Tue, 28 Mar 2006

IMSc mirror site of arXiv

The machine ( or is a mirror site for the preprint archive for scientific papers that originated at Los Alamos (for physics) and at Duke University (for mathematics); these sites had then been combined at the Los Alamos (LANL) centre and have since moved to Cornell University.

The idea for this mirror site was mooted in early 1997. We wrote an e-mail to the main site maintainers and asked what was required at our end by way of machine configuration. The appropriate hardware was procured and the machine was configured to run GNU/Linux (based on the Debian distribution) with the "apache" web server. At this point the IMSc had a 19.2Kbps leased telephone line connection to the internet so the mirror was "primed" with files on two DAT tape drives sent by post. The staff members at LANL then configured the software using "ssh" to login remotely. At this point the mirror became functional but the daily download was often only completed at the end of the day. Consequently there was a serious possibility that even temporary shutdowns of one hour could make the mirror out-of-sync.
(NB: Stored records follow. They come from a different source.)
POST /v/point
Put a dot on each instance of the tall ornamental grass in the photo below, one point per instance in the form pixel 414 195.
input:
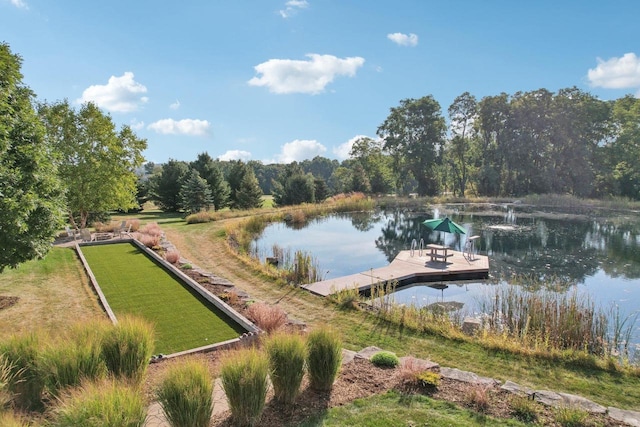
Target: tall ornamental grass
pixel 21 353
pixel 66 363
pixel 127 348
pixel 287 353
pixel 100 404
pixel 244 380
pixel 186 394
pixel 324 357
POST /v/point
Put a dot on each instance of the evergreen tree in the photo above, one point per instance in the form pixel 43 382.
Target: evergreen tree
pixel 249 194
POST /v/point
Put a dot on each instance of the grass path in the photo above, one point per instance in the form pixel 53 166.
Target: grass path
pixel 203 244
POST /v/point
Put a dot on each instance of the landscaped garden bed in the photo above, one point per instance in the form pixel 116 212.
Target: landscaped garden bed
pixel 134 283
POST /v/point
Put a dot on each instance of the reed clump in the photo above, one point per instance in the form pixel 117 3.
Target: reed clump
pixel 185 394
pixel 324 357
pixel 286 353
pixel 244 380
pixel 106 403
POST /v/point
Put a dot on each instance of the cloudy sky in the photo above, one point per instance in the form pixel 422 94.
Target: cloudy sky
pixel 278 81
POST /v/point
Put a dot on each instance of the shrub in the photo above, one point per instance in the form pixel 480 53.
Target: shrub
pixel 269 318
pixel 385 359
pixel 185 394
pixel 428 379
pixel 568 416
pixel 103 404
pixel 127 348
pixel 244 380
pixel 172 256
pixel 286 354
pixel 524 409
pixel 26 385
pixel 324 355
pixel 66 363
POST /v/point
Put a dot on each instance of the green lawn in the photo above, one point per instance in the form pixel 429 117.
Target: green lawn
pixel 135 284
pixel 394 409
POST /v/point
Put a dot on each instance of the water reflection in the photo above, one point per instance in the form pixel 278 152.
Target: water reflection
pixel 598 254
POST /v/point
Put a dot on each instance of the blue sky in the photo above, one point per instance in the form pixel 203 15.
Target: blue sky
pixel 278 80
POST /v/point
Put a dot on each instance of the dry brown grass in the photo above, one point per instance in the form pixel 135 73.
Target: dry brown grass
pixel 48 301
pixel 269 318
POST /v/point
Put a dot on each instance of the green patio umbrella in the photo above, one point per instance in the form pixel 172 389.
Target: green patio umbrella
pixel 444 224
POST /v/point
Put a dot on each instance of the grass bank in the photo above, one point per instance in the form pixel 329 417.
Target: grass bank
pixel 135 284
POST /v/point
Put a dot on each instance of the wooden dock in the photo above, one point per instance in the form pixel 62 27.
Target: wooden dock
pixel 407 268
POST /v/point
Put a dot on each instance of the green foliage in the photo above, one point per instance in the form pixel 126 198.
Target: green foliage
pixel 185 394
pixel 249 193
pixel 101 404
pixel 293 186
pixel 26 385
pixel 195 194
pixel 287 355
pixel 524 408
pixel 31 197
pixel 385 359
pixel 96 163
pixel 324 357
pixel 66 363
pixel 127 348
pixel 244 380
pixel 428 379
pixel 209 169
pixel 568 416
pixel 165 187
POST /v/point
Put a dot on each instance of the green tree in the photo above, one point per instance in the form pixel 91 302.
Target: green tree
pixel 376 164
pixel 96 163
pixel 31 202
pixel 195 194
pixel 210 171
pixel 249 195
pixel 462 114
pixel 165 187
pixel 293 186
pixel 414 133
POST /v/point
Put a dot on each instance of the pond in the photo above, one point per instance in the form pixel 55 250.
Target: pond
pixel 595 253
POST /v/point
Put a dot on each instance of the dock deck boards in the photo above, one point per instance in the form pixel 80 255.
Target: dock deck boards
pixel 407 267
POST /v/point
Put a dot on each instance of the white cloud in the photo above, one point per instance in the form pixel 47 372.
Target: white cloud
pixel 192 127
pixel 616 73
pixel 235 155
pixel 136 125
pixel 292 7
pixel 299 150
pixel 121 94
pixel 403 39
pixel 294 76
pixel 342 150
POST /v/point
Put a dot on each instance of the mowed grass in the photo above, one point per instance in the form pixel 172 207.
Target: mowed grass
pixel 392 409
pixel 53 292
pixel 135 284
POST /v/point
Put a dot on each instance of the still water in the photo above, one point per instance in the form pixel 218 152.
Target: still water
pixel 593 253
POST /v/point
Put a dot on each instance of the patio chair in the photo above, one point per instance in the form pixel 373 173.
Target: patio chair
pixel 86 235
pixel 72 232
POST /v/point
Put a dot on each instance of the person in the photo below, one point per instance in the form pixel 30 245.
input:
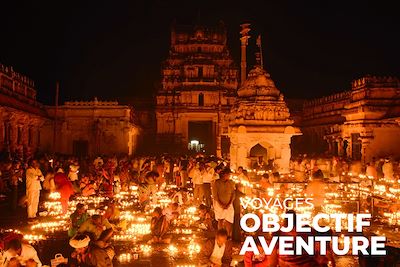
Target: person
pixel 22 251
pixel 78 217
pixel 64 187
pixel 387 169
pixel 183 166
pixel 159 227
pixel 48 183
pixel 86 187
pixel 88 254
pixel 171 212
pixel 303 260
pixel 16 178
pixel 13 262
pixel 31 263
pixel 33 177
pixel 261 260
pixel 208 180
pixel 236 229
pixel 206 220
pixel 217 251
pixel 197 173
pixel 73 171
pixel 96 225
pixel 224 194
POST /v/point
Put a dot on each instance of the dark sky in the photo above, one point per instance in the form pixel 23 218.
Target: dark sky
pixel 113 49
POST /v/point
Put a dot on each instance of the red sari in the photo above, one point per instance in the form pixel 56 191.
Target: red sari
pixel 65 188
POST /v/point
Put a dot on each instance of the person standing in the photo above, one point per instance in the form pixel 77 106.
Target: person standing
pixel 184 164
pixel 64 187
pixel 197 174
pixel 217 251
pixel 208 179
pixel 224 194
pixel 33 177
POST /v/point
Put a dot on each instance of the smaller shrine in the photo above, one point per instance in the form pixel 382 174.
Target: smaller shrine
pixel 260 128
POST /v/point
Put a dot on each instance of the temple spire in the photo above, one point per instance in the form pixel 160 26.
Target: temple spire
pixel 244 32
pixel 259 57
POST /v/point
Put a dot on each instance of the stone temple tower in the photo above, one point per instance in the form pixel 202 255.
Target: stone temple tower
pixel 260 128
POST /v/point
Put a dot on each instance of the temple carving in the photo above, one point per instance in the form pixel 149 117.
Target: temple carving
pixel 260 127
pixel 81 128
pixel 199 82
pixel 200 107
pixel 360 123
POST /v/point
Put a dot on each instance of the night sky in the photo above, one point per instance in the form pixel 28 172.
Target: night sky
pixel 113 49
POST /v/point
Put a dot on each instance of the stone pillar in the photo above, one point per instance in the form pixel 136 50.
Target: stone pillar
pixel 233 156
pixel 242 156
pixel 284 162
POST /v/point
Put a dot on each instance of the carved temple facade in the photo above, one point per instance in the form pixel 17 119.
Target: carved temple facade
pixel 92 128
pixel 21 116
pixel 198 88
pixel 360 123
pixel 82 128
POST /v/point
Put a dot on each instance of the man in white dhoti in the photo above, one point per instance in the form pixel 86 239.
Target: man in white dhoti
pixel 33 177
pixel 224 194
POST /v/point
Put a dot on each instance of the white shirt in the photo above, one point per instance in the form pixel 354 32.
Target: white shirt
pixel 28 252
pixel 197 176
pixel 33 177
pixel 218 253
pixel 208 176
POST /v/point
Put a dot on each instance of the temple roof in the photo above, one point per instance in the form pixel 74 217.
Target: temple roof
pixel 259 84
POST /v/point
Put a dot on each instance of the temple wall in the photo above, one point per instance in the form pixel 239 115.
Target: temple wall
pixel 92 128
pixel 386 142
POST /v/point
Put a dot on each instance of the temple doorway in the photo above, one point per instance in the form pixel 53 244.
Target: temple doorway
pixel 258 156
pixel 201 136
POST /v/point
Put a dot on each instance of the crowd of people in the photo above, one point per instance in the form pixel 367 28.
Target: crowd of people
pixel 214 193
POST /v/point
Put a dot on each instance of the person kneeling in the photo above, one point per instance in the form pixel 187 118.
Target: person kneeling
pixel 159 227
pixel 89 254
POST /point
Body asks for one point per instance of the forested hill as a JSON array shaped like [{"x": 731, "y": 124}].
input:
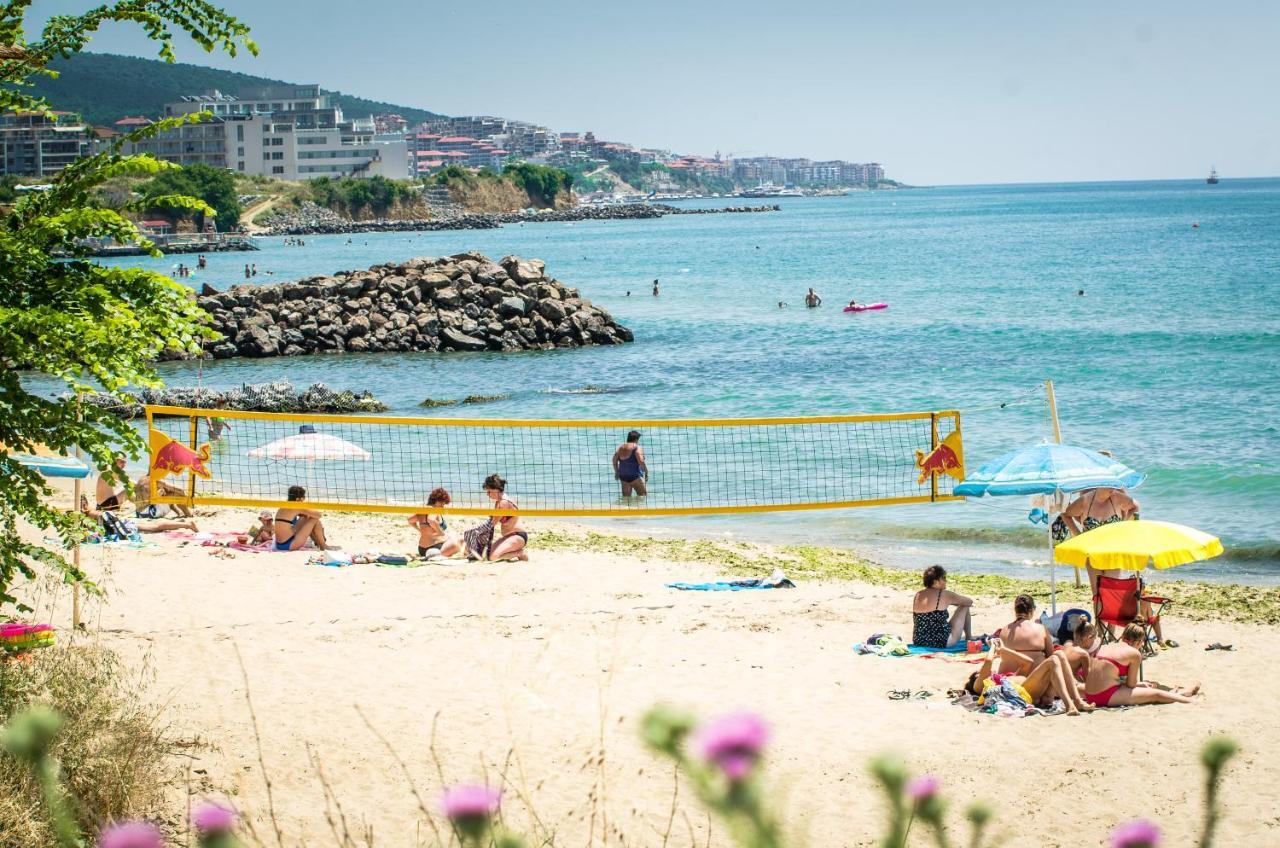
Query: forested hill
[{"x": 105, "y": 87}]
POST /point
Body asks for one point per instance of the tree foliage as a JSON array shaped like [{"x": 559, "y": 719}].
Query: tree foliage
[
  {"x": 215, "y": 186},
  {"x": 376, "y": 194},
  {"x": 88, "y": 326},
  {"x": 540, "y": 182}
]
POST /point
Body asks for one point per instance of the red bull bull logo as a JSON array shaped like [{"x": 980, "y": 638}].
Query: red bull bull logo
[
  {"x": 174, "y": 457},
  {"x": 946, "y": 459}
]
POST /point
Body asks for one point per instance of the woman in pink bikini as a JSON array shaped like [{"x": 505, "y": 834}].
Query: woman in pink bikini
[{"x": 1115, "y": 675}]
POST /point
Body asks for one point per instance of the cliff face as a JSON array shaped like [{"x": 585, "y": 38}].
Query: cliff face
[{"x": 461, "y": 302}]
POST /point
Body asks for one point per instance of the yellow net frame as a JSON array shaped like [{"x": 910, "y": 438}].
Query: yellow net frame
[{"x": 554, "y": 468}]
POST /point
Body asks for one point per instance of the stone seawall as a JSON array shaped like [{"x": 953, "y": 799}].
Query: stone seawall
[
  {"x": 316, "y": 220},
  {"x": 461, "y": 302}
]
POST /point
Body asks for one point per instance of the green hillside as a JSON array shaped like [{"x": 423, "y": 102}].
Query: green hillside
[{"x": 104, "y": 87}]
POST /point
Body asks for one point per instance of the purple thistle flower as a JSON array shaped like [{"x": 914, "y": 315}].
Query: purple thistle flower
[
  {"x": 213, "y": 817},
  {"x": 1136, "y": 834},
  {"x": 470, "y": 802},
  {"x": 734, "y": 743},
  {"x": 922, "y": 788},
  {"x": 131, "y": 834}
]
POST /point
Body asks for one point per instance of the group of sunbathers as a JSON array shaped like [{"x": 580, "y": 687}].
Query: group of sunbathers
[
  {"x": 1082, "y": 671},
  {"x": 499, "y": 537}
]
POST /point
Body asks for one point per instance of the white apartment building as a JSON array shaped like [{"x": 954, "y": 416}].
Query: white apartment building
[{"x": 288, "y": 132}]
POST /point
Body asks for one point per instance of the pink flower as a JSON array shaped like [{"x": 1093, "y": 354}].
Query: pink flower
[
  {"x": 734, "y": 743},
  {"x": 131, "y": 834},
  {"x": 922, "y": 788},
  {"x": 213, "y": 817},
  {"x": 470, "y": 802},
  {"x": 1136, "y": 834}
]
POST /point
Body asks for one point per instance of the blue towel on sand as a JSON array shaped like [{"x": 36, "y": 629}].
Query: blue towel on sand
[{"x": 734, "y": 586}]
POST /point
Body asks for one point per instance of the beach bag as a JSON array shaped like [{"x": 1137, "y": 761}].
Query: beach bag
[
  {"x": 115, "y": 528},
  {"x": 1061, "y": 533},
  {"x": 478, "y": 541}
]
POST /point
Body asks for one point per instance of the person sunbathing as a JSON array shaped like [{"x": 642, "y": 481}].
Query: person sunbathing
[
  {"x": 108, "y": 496},
  {"x": 117, "y": 525},
  {"x": 1080, "y": 648},
  {"x": 433, "y": 536},
  {"x": 1048, "y": 679},
  {"x": 295, "y": 527},
  {"x": 1025, "y": 636},
  {"x": 932, "y": 624},
  {"x": 513, "y": 541},
  {"x": 1115, "y": 675}
]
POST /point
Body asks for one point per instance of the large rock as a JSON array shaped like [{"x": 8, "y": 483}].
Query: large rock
[
  {"x": 461, "y": 302},
  {"x": 460, "y": 341}
]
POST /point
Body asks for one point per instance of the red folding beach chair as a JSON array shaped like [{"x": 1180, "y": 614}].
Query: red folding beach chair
[{"x": 1118, "y": 602}]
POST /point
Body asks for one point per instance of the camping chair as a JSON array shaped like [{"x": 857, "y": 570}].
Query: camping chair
[{"x": 1118, "y": 601}]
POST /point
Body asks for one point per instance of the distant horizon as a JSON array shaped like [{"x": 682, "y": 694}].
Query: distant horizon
[{"x": 941, "y": 95}]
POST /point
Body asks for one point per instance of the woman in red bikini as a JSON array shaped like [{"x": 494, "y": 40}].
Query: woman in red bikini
[{"x": 1115, "y": 675}]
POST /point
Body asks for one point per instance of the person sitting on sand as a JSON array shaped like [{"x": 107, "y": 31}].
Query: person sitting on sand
[
  {"x": 112, "y": 524},
  {"x": 295, "y": 527},
  {"x": 629, "y": 466},
  {"x": 1115, "y": 675},
  {"x": 433, "y": 536},
  {"x": 933, "y": 627},
  {"x": 512, "y": 538},
  {"x": 145, "y": 509},
  {"x": 108, "y": 496},
  {"x": 1043, "y": 683},
  {"x": 1025, "y": 636}
]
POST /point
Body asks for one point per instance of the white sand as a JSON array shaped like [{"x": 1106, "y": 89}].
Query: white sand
[{"x": 536, "y": 675}]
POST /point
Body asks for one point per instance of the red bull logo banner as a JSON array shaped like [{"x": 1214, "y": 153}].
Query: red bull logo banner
[
  {"x": 947, "y": 459},
  {"x": 174, "y": 457}
]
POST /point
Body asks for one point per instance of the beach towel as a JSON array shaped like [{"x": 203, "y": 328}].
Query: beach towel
[
  {"x": 776, "y": 580},
  {"x": 478, "y": 541},
  {"x": 876, "y": 644}
]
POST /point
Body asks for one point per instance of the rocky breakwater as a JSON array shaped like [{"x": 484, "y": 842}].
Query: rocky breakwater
[
  {"x": 461, "y": 302},
  {"x": 311, "y": 219}
]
Meanwhile, we had already written to ERNET that we wished for an upgrade of the link. In late 1997-early 1998 a radio link to VSNL was set up which had bandwidth of 64Kbps. This link was provided by ERNET by designating IMSc as a "node". We were also supposed to provide ISP services for some of the sites in Chennai via this link and we got one project assistant post from ERNET to help out. The improved bandwidth meant that the download was usually finished by mid-afternoon on most days with this link. However, we had some non-trivial technical difficulties with the equipment provided for this link and some files would block the link. Luckily this was rare and some workaround was found until better equipment was provided.

Since then we have gone through a number of transitions to higher bandwidth links, machines with more disk space and faster disks, adding more disk to existing machines and software upgrades. Other than this the major routine maintainance task is to take backups. Currently, this is automated by maintaining a duplicate of the mirror. Periodically, other problems which require manual intervention show up like the overloading of the services due to internet "robots"---these may sometimes have to be "banned" manually. Compared with the work required at the time of installation the activity level required is low.

Currently, the mirror is connected to the internet with an 8Mbps link and is up-to-date within about 2-3 hours from the time that the primary site is updated. There is enough processing power and disk space to last us for another year before we need to upgrade either.

People involved in IMSc: R. Basu, T. Jayaraman, K. Paranjape, G. S. Moni, Suresh Rao, Raveendra Reddy and IMSc administration.

People involved at primary site: P. Ginsparg, Brian May, Thorsten Schwander, Simeon Warner.